Finalement l'étude souligne les faiblesses de ce dispositif académique. "La dimension organisationnelle, les facteurs environnementaux et tout ce qui a trait au "climat" qui prévaut dans les collèges ou les lycées demeurent le plus souvent, sinon occultés, du moins secondaires, l’accent étant mis en priorité sur des caractéristiques personnelles renvoyant à des « déficiences » ou des « dysfonctionnements », des « lacunes » ou des « insuffisances » : impulsivité ou impréparation, dénégation ou incompétences…" Les profs qui décrochent sont toujours coupables aux yeux de l'administration.

 

François Jarraud

 

L'étude

Un malaise enseignant profond

Le livre de R Boyer

Le burn out enseignant

 

 

 

 

Par fjarraud , le lundi 15 juin 2015.

Commentaires

  • thais8026, le 15/06/2015 à 15:35
    Il serait bon que la "bienveillance" demandée pour les élèves soient appliquées à toute l'échelle de la hiérarchie.
    Comment demander aux enseignants d'être bienveillant alors que eux subissent de telles pressions de leurs hiérarchies.
  • Delafontorse, le 15/06/2015 à 16:31
    De fait, il n'y a pas de médecine du travail pour les enseignants, qu'ils soient en mauvaise santé ou en bonne santé.
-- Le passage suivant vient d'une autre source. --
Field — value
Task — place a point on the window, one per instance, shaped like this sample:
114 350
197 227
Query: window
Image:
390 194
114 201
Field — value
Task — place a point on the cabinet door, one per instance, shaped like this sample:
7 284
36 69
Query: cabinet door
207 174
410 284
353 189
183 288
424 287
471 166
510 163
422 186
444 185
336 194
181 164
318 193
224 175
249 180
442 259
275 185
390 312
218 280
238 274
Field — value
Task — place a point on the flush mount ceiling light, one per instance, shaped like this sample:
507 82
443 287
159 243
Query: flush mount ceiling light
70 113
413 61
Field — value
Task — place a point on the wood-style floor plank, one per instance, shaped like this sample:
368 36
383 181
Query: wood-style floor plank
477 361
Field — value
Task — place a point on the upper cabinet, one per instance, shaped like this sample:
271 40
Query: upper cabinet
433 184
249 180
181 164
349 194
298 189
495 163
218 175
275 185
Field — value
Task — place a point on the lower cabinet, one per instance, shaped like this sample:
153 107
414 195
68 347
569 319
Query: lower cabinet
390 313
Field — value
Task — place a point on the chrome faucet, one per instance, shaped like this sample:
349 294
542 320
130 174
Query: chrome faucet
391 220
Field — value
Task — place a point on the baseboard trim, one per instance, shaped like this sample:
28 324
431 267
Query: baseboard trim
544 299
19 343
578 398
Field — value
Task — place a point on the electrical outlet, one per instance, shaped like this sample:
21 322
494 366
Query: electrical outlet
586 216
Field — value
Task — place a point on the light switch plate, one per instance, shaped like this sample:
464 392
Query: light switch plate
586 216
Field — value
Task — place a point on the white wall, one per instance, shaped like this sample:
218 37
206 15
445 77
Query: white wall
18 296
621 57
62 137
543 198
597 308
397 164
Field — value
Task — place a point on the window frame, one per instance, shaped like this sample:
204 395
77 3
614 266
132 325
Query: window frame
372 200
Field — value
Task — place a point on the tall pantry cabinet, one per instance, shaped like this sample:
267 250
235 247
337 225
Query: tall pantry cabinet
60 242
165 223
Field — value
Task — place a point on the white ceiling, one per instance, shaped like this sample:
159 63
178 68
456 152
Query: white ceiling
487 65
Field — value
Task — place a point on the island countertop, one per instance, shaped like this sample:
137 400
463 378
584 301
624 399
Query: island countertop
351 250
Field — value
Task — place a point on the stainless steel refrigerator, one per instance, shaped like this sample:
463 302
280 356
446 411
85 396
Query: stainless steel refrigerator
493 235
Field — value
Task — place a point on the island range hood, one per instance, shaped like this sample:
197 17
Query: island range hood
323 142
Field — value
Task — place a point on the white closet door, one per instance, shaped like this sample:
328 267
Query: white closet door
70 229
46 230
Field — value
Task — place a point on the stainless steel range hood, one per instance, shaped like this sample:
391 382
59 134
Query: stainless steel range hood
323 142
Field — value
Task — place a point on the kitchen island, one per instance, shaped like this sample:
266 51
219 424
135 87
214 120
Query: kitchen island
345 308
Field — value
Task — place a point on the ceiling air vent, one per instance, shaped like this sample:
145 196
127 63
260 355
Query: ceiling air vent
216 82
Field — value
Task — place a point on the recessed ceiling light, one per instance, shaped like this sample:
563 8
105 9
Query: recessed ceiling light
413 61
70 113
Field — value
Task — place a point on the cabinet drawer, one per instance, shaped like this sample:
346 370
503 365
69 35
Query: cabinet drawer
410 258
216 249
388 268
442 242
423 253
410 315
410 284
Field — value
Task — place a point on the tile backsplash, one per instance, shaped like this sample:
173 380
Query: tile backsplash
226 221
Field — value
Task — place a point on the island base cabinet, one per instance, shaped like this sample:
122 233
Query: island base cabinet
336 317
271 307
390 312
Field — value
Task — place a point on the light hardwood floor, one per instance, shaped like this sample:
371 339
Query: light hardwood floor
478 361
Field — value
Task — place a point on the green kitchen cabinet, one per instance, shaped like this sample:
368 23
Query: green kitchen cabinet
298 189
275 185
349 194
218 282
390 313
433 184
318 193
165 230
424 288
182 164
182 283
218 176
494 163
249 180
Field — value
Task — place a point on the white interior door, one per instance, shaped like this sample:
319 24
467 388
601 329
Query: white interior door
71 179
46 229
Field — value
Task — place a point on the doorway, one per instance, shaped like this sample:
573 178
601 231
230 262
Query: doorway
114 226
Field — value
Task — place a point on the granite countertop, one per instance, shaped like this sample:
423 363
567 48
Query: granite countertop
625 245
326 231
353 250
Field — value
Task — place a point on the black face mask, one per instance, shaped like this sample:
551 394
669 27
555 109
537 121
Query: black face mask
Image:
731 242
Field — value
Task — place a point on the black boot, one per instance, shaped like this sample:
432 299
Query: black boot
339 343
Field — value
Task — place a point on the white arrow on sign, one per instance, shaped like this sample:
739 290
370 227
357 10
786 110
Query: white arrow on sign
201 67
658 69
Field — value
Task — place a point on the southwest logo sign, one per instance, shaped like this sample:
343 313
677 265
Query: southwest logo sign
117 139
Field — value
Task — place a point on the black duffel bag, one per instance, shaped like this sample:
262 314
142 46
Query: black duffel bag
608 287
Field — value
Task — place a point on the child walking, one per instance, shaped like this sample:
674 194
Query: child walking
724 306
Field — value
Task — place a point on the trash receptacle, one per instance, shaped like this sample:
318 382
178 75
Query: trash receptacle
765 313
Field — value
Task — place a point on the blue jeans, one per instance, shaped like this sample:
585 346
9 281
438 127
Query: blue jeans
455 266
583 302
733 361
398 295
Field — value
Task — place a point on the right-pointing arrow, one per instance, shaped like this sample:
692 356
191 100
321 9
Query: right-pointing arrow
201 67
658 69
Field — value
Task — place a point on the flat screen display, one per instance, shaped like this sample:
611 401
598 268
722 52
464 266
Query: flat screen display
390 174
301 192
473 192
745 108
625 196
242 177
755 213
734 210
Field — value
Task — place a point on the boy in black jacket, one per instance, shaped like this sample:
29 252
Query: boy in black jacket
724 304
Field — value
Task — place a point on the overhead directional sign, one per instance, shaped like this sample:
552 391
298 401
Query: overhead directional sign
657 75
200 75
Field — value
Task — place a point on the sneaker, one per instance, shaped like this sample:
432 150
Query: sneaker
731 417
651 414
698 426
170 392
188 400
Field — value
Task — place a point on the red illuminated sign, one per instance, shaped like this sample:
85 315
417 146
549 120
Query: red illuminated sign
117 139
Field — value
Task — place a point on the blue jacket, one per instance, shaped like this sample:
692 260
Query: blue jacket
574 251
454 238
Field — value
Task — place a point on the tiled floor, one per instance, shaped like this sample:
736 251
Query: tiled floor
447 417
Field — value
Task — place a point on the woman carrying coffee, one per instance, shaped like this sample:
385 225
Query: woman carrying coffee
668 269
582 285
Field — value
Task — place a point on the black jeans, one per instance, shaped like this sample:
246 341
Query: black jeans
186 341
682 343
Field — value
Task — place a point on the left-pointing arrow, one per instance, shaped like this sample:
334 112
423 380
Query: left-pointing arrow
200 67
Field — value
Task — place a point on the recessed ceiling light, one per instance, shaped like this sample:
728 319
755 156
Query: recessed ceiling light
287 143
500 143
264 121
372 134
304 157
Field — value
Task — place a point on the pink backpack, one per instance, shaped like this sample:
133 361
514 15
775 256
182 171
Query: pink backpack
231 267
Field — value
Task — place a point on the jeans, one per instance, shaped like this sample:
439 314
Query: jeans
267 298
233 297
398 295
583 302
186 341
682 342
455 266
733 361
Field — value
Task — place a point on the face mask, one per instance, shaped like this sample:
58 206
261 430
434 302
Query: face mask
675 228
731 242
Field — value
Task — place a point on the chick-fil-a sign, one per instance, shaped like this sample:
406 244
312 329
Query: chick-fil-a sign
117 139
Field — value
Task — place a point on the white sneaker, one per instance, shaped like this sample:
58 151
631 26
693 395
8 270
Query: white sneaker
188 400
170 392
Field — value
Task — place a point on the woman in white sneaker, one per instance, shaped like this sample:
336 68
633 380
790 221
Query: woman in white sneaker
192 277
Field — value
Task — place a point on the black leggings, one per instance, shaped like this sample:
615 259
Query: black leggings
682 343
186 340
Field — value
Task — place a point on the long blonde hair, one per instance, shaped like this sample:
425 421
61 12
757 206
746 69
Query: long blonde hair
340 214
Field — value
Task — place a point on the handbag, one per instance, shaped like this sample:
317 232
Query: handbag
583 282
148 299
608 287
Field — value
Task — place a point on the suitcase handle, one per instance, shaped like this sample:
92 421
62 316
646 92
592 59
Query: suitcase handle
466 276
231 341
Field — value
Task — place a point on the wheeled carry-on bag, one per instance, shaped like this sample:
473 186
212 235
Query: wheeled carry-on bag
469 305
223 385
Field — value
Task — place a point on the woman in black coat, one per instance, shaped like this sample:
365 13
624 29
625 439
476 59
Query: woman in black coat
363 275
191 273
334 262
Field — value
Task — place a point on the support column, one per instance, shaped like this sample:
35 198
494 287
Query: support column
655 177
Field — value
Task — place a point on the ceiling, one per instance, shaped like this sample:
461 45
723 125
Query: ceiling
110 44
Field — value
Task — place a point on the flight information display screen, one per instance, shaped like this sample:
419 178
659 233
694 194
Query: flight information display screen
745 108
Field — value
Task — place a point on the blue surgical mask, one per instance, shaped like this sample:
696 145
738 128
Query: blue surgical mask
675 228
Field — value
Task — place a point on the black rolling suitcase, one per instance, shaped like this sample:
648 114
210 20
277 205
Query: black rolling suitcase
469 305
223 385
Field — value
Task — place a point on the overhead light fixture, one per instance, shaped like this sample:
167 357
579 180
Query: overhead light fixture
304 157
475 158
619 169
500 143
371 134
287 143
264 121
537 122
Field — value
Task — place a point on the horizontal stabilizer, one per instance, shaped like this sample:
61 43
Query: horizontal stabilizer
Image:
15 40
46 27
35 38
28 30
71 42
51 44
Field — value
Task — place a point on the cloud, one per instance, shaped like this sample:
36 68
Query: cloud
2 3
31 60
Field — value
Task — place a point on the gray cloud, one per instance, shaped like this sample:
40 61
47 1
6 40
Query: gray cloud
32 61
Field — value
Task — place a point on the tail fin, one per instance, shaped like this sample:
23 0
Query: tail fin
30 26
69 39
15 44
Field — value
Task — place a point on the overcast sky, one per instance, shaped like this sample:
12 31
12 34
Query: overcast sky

Par ce fait, tout est dit.
    Mais aussi, tout s'explique. L'Etat néolibéral se moque éperdument de cette catégorie de personnels, quand il ne contribue pas intentionnellement et par tous les moyens (médiatiques, salariaux, syndicaux,...) à humilier les représentants et transmetteurs de la culture, de l'instruction et de l'autonomie intellectuelle. A se demander s'il ne craint pas ces derniers comme la peste.